In pursuance of the authority and direction contained in the act of Congress approved January 14, 1889, entitled "An act for the relief and civilization of the Chippewa Indians in the State of Minnesota," three Commissioners were appointed by the President on February 26, 1889, as therein authorized and directed, namely, Henry M. Rice, of Minnesota, Martin Marty, of Dakota, and Joseph B. Whiting, of Wisconsin, to negotiate with said Indians.

The Commissioners have submitted their final report, with accompanying papers, showing the results of the negotiations conducted by them, and the same has been carefully reviewed by the Secretary of the Interior in his report to me thereon.

Being satisfied from an examination of the papers submitted that the cession and relinquishment by said Chippewa Indians of their title and interest in the lands specified and described in the agreement with the different bands or tribes of Chippewa Indians in the State of Minnesota was obtained in the manner prescribed in the first section of said act, and that more than the requisite number have signed said agreement, I have, as provided by said act, approved the said instruments in writing, constituting the agreement entered into by the Commissioners with said Indians.
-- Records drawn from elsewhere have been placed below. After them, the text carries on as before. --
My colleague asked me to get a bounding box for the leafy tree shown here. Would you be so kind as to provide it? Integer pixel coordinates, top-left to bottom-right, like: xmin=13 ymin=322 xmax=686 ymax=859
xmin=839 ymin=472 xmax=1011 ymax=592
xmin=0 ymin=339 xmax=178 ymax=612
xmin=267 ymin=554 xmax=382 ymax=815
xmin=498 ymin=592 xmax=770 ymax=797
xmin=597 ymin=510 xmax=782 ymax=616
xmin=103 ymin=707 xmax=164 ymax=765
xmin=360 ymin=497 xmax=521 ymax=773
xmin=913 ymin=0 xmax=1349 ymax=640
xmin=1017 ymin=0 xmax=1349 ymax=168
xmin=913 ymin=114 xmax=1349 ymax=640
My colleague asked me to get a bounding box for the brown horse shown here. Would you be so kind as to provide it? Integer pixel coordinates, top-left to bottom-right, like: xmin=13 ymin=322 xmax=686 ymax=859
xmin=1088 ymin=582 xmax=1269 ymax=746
The Commissioners did not escape the embarrassment which unfortunately too often attends our negotiations with the Indians, namely, an indisposition to treat with the Government for further concessions while its obligations incurred under former agreements are unkept. I am sure it will be the disposition of Congress to consider promptly and in a just and friendly spirit the claims presented by these Indians through our Commissioners which have been formulated in the draught of a bill prepared by the Secretary of the Interior and submitted herewith.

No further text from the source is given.